Imagine a misty morning high in the mountains of eastern Nepal: the air is cool, dew clings to the leaves of young trees, and a small group of farmers huddles around a local trainer, comparing notes on how to plant saplings along the contours of a steep hillside. These trees do more than hold soil in place—they’re part of a carefully crafted agroforestry programme that nurtures not only the land, but also the lives of the people who depend on it.
This is the starting point for “Rooted Together,” a new research project led by MA student Lotty Hall. At its heart, the project delves into a simple but powerful idea: can planting trees and crops together help rural mountain communities adapt to a changing climate - and in the process improve their overall wellbeing?

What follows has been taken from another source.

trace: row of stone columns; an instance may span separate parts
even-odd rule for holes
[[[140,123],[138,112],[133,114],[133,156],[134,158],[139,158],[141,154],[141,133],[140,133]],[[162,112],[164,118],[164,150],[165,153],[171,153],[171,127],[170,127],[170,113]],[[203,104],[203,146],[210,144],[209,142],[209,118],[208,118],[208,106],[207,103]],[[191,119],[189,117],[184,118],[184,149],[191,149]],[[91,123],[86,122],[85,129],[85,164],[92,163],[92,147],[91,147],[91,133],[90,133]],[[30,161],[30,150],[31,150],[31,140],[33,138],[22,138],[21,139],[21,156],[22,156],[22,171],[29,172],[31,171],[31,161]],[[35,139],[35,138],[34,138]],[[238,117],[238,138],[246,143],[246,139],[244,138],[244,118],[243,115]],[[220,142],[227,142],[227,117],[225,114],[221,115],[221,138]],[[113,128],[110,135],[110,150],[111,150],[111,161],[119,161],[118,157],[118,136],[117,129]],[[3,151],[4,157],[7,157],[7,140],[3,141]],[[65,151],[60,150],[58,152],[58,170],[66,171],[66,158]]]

Why Nepal’s Mountains Matter
Nepal’s high-altitude villages face some of the most visible and urgent effects of global warming. As glaciers retreat and rainfall patterns shift, farmers struggle with unpredictable seasons, water shortages and flash floods. In 2015, a devastating earthquake further shook traditional farming practices by altering water tables and damaging fields, as well as the general toll on communities following such a disaster. For communities already living on the edge, every change in weather is felt immediately - in their crops, their homes and their health.
Yet these same mountain villages are also hubs of resilience and innovation. The Glacier Trust and EcoHimal have been supporting community-led agroforestry initiatives for several years. Through small-scale nurseries, training sessions and community events, we encourage farmers to mix fruit and coffee trees, fodder shrubs and annual crops on the same plot of land. These interlinked systems help conserve water, protect against landslides, and, crucially, offer a variety of foods and income streams to provide communities with resilience to a changing and unpredictable climate.
Connecting Trees and Wellbeing
What “Rooted Together” aims to discover is how these agroforestry programmes do more than improve harvests. The research team will ask participants directly: How do these tree-and-crop systems affect your sense of security, health, and community spirit? Do they change how people feel about their future? By focusing on wellbeing - everything from mental peace of mind to social connections - the research takes a step beyond traditional climate studies.
To put it simply - it’s one thing to count how many trees are planted or how much crop is produced; it’s another to hear a farmer say, “Since we started layer farming and intercropping in our fields, I sleep easier because I know I have something to fall back on in heavy rain or drought.”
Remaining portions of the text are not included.